Anorexia (an-o-REK-see-uh) the nervosa often referred to simply as anorexia is an eating disorder that is characterized by a slim body and a fearful attitude towards losing weight, and a misguided sense of the weight. People suffering from anorexia put a lot of emphasis on controlling their weight and body shape by making extreme efforts, which can negatively impact their lives.
To stop weight gain or to keep losing weight, sufferers of anorexia typically limit the quantity of food they consume. They can control their calorie intake through vomiting following meals or by misusing laxatives, diuretics, diet aids or Enemas. They could also seek to lose weight through doing a lot of exercise. Whatever weight is shed the individual continues to worry about the weight gain.
Anorexia isn’t just about food. It’s a very unhealthy and often life-threatening method to manage mental issues. When you’re suffering from anorexia you frequently associate thinness with self-worth.
Anorexia, just like other eating disorders can cause a lot of disruption to your life and is extremely challenging to conquer. Psychiatrists in my area With treatment, however, you can get more clarity about your identity, return towards healthier habits of eating, and overcome some of the serious issues.
Symptoms of Anorexia
The physical symptoms and signs of anorexia are linked to hunger. Anorexia can also cause psychological and behavioral issues that result in an inaccurate perception of body weight , and an extreme anxiety about gaining weight or becoming overweight.
It can be difficult to identify indicators and signs because what constitutes body weight loss is different for every individual. Some people might not appear to be extremely thin. People with anorexia may hide their thinness, their eating habits or physical ailments.
Physical symptoms and signs of anorexia can be:
- Weight loss that is extreme or not achieving the weight gains expected for developmental growth
- The appearance is thin
- Blood counts that are abnormal
- Affright or dizziness
- Discoloration of the fingers that appears as a blur.
- Hair that becomes thin, breaks , or disappears
- Soft, fluffy hair that covers the body
- Abdominal pain and constipation
- Skin that is dry or yellowish
- Intolerance to cold
- Unusual heart rhythms
- Low blood pressure
- A swelling of the legs or arms
- Calluses and eroded teeth on the knuckles are the result of vomiting
Anorexics may are known to purge and binge, which is like those with bulimia. However, people who suffer from anorexia typically have an extremely slim body, whereas people with bulimia tend to be normally to over normal weight.
Behavioral and emotional symptoms
The behavioral signs of anorexia could include efforts to lose weight via:
- Limiting food intake severely by fasting or dieting
- Doing too much exercise
- Self-induced vomiting and binge eating to rid oneself of food, this may involve the recourse to laxatives, enemas or herbal supplements or diet aids.

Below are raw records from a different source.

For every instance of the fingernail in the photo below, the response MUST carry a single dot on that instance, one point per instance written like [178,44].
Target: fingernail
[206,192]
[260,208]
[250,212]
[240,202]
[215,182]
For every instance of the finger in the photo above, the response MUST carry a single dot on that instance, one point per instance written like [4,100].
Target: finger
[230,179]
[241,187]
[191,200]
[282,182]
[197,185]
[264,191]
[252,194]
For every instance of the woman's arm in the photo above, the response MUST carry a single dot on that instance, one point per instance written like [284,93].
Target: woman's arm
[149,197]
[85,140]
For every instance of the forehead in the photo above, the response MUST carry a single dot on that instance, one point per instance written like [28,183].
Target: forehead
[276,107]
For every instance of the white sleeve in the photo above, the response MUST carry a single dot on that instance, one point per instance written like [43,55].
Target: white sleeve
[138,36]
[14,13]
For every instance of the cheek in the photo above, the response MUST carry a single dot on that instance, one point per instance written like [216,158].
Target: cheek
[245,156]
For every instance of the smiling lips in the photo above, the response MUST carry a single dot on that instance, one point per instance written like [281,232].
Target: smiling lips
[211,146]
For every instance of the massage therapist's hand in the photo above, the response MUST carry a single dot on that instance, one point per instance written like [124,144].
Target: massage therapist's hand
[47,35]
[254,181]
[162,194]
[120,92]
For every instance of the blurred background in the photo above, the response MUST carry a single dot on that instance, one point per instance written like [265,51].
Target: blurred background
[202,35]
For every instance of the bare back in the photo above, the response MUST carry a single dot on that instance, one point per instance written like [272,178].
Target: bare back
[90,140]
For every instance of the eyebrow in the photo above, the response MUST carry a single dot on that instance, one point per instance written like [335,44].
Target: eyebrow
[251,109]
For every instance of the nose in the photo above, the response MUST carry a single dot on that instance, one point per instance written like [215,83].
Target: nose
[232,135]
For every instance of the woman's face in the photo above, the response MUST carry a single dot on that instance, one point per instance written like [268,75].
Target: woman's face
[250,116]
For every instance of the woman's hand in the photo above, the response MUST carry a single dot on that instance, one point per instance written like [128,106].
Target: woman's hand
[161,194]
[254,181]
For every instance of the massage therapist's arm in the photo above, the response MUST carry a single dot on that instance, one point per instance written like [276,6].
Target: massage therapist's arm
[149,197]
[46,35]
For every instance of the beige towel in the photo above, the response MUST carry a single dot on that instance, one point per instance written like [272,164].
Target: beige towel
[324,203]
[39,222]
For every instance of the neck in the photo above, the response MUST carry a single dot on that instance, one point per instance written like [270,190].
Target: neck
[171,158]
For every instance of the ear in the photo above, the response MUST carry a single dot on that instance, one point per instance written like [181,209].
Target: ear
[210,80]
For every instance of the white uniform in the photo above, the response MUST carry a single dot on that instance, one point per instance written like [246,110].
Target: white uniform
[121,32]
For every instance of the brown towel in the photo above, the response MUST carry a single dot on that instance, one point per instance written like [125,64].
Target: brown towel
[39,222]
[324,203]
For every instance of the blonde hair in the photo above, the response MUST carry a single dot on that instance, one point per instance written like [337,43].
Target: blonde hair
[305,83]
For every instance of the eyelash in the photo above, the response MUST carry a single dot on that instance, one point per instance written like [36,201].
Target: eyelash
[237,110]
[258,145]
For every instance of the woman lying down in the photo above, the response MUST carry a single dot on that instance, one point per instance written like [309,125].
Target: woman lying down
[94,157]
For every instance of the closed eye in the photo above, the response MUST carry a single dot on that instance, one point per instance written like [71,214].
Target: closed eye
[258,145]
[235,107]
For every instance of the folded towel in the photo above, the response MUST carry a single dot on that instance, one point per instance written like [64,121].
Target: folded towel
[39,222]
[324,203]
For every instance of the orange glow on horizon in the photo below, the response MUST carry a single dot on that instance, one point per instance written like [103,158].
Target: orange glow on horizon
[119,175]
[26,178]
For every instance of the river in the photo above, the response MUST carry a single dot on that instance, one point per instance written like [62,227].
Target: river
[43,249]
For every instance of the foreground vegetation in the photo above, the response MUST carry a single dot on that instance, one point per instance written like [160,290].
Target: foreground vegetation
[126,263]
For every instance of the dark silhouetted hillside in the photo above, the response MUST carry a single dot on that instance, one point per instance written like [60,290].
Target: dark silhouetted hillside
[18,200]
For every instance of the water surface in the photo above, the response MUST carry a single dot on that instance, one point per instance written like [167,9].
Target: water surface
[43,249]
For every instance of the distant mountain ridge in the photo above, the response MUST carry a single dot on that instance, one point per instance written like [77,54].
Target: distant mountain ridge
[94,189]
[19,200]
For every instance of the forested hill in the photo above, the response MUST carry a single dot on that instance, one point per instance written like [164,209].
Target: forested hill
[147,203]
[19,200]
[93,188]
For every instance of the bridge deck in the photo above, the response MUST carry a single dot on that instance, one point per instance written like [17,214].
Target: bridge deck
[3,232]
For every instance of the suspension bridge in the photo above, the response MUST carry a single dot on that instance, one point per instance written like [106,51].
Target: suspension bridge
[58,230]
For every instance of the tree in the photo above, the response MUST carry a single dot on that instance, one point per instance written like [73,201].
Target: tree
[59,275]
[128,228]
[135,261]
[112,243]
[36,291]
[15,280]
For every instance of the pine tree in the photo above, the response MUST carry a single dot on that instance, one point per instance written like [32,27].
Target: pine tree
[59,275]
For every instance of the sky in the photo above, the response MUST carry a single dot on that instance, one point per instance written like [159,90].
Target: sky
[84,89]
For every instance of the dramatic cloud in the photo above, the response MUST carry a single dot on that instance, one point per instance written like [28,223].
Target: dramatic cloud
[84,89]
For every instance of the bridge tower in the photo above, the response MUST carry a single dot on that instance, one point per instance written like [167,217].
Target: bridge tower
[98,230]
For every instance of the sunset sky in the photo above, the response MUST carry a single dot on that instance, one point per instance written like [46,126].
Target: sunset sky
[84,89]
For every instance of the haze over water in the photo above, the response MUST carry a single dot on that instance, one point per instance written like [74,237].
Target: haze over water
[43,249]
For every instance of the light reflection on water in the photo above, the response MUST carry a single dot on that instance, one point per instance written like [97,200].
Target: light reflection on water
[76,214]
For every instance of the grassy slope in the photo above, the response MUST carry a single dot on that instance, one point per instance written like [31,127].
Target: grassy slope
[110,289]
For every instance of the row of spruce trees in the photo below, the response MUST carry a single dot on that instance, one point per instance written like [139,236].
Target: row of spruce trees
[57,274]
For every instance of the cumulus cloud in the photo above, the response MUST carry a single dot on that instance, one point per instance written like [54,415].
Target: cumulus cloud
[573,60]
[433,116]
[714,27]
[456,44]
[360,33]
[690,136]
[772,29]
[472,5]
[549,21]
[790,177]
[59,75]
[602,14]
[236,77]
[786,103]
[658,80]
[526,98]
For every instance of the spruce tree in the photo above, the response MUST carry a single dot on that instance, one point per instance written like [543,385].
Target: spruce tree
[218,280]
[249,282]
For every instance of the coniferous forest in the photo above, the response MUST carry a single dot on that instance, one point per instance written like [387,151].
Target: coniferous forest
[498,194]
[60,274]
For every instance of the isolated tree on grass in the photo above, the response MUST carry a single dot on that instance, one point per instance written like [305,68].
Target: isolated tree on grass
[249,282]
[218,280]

The signs and symptoms could be:
- A heightened interest in food that can include the preparation of elaborate meals for guests but not eating them.
- Most often, people skip meals or refuse to take a meal
- Refusal to eat or creating excuses for eating less
- Consuming only a handful of “safe” foods, usually ones with a low fat content and calories
- Obeying rigid eating or meal rituals, for example, drinking food after eating
- Unwilling to eat out in the public
- Refuting to disclose the amount of food that has been consumed
- A fear of gaining weight can be a result of weighing or taking measurements of the body
- Regularly checking the mirror to spot flaws that you may have noticed.
- Being fat and complaining about it or having areas of your body that are overweight
- In layers of clothes
- The mood is flat (lack of emotions)
- Social withdrawal
- Sex is a subject of less interest
Causes of Anorexia
The precise reason for anorexia is not known. As with other illnesses it’s most likely a result of a combination of psychological, biological and environmental causes.
- Biological. Although it’s not yet known what genes are at play it is possible that there are genetic modifications that put some individuals more susceptible to diagnosed with anorexia. Some individuals may be genetically incline to perfectionists, sensitivity, and perseverance — all of which are related to anorexia.
- Psychology. Some people with anorexia may exhibit obsessive-compulsive characteristics that help them to adhere to strict diets, and to avoid food, even though they’re hungry. They might have an intense desire to be perfect and believe they’re not slim enough. Additionally, they might suffer from anxiety-related issues and may engage in restrictive eating to lessen it.
- Environment. Modern Western culture is one that emphasizes the thinness of people. It is commonplace for success and self-worth to associated with being thin. Pressure from peers may drive the desire to be thin, especially in young girls.